To be clear, this is not me nacking the ping feature. I just want to make sure we understand what is going on here so we don't add another unreliable healthchecking mechanism to the one we already have.
[...] im not sure https://bugs.launchpad.net/nova/+bug/1854992 is the bug that is motiviting the creation of this oslo ping feature but that feels premature if it is. i think it would be better try to adress this by the sender recreating the queue if the deliver fails and if that is not viable then protpyope thge fix in nova. if the self ping fixes this miss queue error then we could extract the cod into oslo.
I think this is missing the point... This is not about working around a specific bug, it's about adding a way to detect a certain class of failure. It's more of an operational feature than a development bugfix.
right but we are concerned that there will be a negitive perfromance impact to adding it and it wont detect the one bug we are aware of of this type in a way that we could not also detect by using the mandtory flag. nova already has a heartbeat that the agents send to the conducto to report they are still alive. this ping would work in the opisite direction by reaching out to the compute node over the rpc bus. but that would only detect teh vailure mode if the pic use the topic queue and it could only fix it if recreating the queue via the conducor is a viable solution if it is using the mandataory flag and just recreating it is a better solution since we dont need to ping constantly in the background. if we get teh excpeiton we create the queue and retransmit. the compute manger does not resubscribe to the topic when the queue is recreated automaticaly then the new ping feature wont really help. we would need the comptue service or any other service that subsibse to the topic queue to try to ping its own topic queue and if that fails recreate the subsribtion/queue. as far as i am ware that is not what the fature is proposing
If I understood correctly, OVH is running that patch in production as a way to detect certain problems they regularly run into, something our existing monitor mechanisms fail to detect.

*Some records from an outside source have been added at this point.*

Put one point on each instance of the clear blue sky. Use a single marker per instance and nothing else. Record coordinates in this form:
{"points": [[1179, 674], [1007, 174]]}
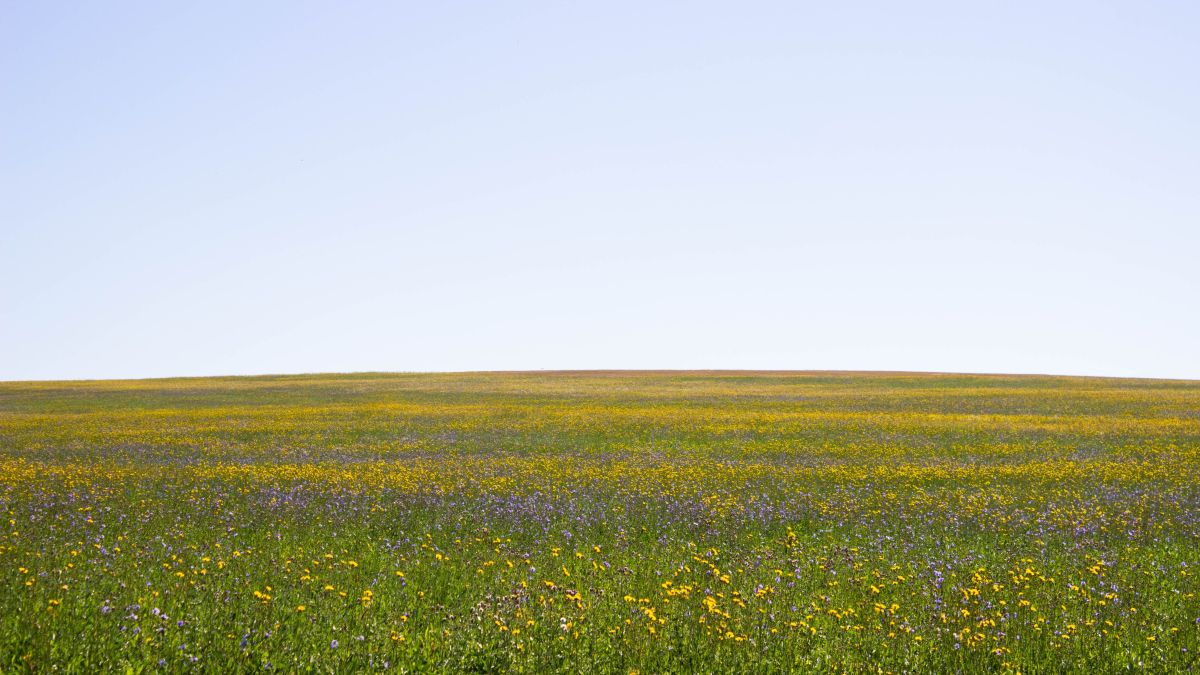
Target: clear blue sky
{"points": [[244, 187]]}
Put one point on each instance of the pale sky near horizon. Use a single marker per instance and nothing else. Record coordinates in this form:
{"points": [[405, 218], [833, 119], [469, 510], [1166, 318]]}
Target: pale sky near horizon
{"points": [[249, 187]]}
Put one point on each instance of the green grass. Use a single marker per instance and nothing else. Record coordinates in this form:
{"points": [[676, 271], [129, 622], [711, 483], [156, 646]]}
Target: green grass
{"points": [[601, 521]]}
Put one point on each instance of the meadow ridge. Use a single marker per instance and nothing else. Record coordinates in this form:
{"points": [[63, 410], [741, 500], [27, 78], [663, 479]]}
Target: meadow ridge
{"points": [[601, 523]]}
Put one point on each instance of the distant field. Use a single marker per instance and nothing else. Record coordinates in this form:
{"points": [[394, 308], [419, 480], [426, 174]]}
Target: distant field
{"points": [[601, 521]]}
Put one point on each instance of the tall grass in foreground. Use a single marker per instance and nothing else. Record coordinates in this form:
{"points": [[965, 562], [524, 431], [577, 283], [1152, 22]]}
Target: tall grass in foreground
{"points": [[611, 523]]}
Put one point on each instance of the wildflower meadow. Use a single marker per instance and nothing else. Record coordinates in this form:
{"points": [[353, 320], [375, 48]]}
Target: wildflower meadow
{"points": [[600, 523]]}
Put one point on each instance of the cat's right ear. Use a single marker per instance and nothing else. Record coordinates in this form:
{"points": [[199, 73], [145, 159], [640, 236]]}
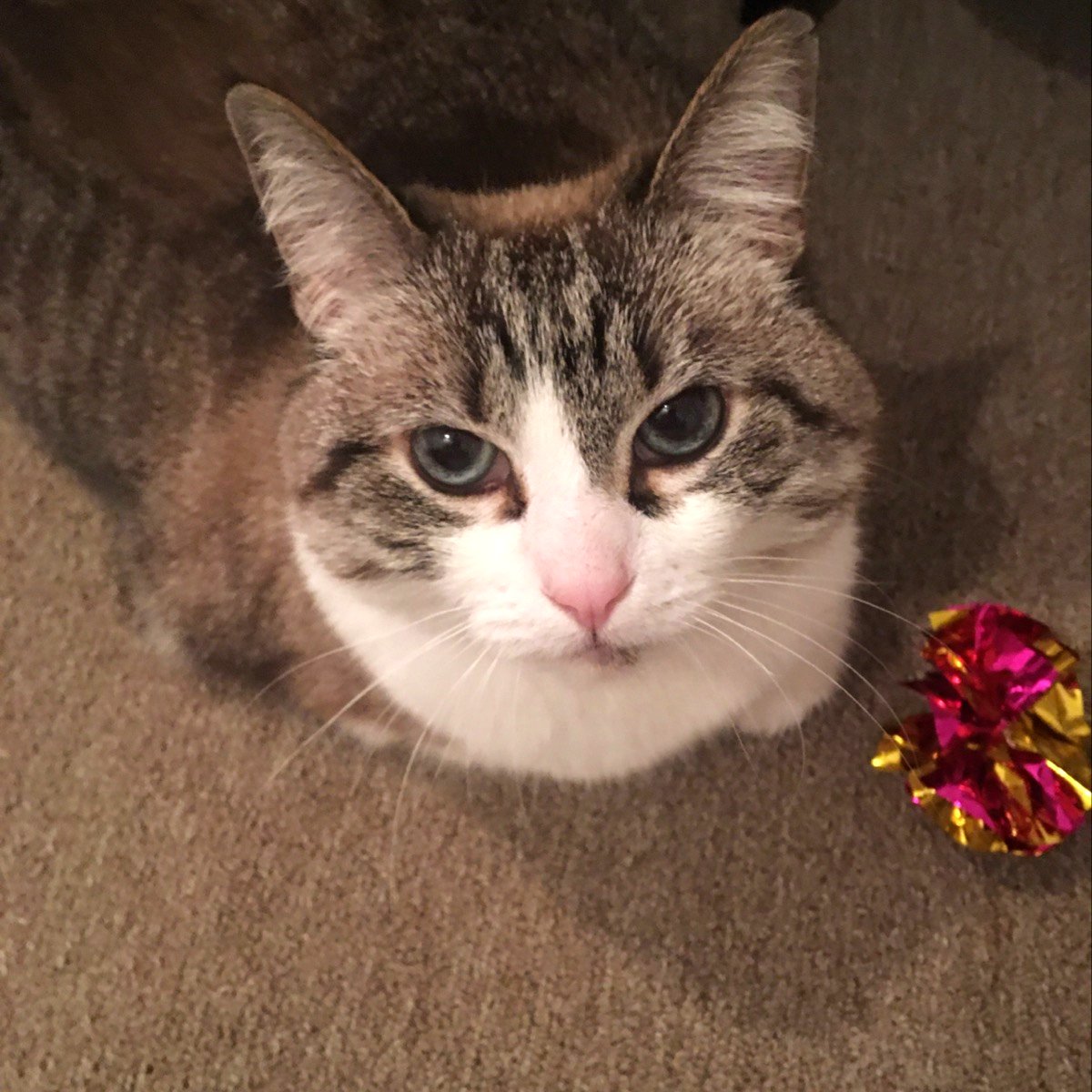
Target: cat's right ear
{"points": [[342, 235]]}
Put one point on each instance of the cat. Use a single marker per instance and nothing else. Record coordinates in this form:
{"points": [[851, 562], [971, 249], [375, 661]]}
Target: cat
{"points": [[555, 478]]}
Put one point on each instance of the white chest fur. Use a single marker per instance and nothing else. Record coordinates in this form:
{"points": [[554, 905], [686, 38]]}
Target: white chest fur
{"points": [[770, 663]]}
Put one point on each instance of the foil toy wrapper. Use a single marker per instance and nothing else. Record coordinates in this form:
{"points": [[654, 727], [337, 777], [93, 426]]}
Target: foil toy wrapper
{"points": [[1000, 759]]}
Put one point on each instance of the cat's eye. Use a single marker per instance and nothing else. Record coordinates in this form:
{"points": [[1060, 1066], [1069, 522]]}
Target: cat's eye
{"points": [[454, 461], [681, 430]]}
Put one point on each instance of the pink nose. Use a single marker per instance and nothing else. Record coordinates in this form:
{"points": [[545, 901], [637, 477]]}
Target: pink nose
{"points": [[590, 600]]}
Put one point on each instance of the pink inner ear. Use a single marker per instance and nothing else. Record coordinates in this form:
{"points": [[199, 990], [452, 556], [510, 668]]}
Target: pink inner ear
{"points": [[581, 549]]}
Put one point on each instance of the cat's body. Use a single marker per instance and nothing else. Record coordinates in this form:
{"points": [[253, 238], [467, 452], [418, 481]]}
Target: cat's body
{"points": [[578, 612]]}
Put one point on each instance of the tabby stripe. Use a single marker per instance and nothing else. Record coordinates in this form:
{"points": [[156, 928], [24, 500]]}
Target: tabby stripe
{"points": [[339, 460], [806, 413]]}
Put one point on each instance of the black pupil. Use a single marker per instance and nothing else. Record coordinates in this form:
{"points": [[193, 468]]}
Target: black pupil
{"points": [[683, 423], [452, 451]]}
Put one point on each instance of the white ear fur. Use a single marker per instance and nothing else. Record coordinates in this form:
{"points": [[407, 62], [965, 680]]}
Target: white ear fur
{"points": [[342, 235], [738, 157]]}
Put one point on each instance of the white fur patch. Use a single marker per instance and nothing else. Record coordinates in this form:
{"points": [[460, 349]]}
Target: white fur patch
{"points": [[491, 675]]}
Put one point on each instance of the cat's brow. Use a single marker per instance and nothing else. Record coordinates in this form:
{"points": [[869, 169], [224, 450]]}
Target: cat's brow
{"points": [[804, 410]]}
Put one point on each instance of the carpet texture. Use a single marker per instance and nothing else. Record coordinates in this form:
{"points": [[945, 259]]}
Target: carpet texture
{"points": [[771, 918]]}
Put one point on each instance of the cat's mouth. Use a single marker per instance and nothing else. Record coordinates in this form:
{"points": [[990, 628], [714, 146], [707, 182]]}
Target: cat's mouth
{"points": [[600, 654]]}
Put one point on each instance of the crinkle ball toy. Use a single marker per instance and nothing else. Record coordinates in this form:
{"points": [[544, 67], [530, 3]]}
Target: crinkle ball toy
{"points": [[1000, 759]]}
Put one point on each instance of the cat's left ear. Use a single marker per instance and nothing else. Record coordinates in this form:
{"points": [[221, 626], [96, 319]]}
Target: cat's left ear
{"points": [[737, 161], [343, 236]]}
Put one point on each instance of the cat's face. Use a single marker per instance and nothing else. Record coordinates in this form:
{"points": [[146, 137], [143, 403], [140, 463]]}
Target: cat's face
{"points": [[573, 435], [567, 437]]}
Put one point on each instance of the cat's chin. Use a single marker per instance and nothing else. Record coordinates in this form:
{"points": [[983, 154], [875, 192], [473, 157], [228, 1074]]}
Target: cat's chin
{"points": [[599, 655]]}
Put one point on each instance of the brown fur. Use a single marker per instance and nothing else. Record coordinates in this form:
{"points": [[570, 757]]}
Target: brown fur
{"points": [[159, 361]]}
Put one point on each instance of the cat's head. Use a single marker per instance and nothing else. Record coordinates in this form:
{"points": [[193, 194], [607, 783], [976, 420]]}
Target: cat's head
{"points": [[569, 430]]}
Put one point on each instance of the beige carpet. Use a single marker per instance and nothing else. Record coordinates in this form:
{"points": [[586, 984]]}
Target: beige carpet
{"points": [[774, 920]]}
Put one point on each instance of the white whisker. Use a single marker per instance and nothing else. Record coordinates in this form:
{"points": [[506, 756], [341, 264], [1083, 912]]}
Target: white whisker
{"points": [[447, 634], [352, 647], [830, 678], [811, 640]]}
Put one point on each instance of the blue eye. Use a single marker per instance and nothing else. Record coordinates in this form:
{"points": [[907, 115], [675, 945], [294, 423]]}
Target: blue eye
{"points": [[682, 429], [454, 461]]}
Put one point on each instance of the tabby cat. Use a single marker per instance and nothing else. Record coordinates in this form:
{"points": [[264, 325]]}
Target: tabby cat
{"points": [[556, 475]]}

That sounds like a worthwhile addition?
im not sure what failure mode it will detect. if they can define that then it would help with understanding if this is worthwhile or not.
Alternatively, if we can monitor the exact same class of failures using our existing systems (or by improving them rather than adding a new door), that works too.
we can monitor the exitance of the queue at least form the rabbitmq api(its disable by defualt but just enable the rabbit-managment plugin) but im not sure what there current issue this is trying to solve is.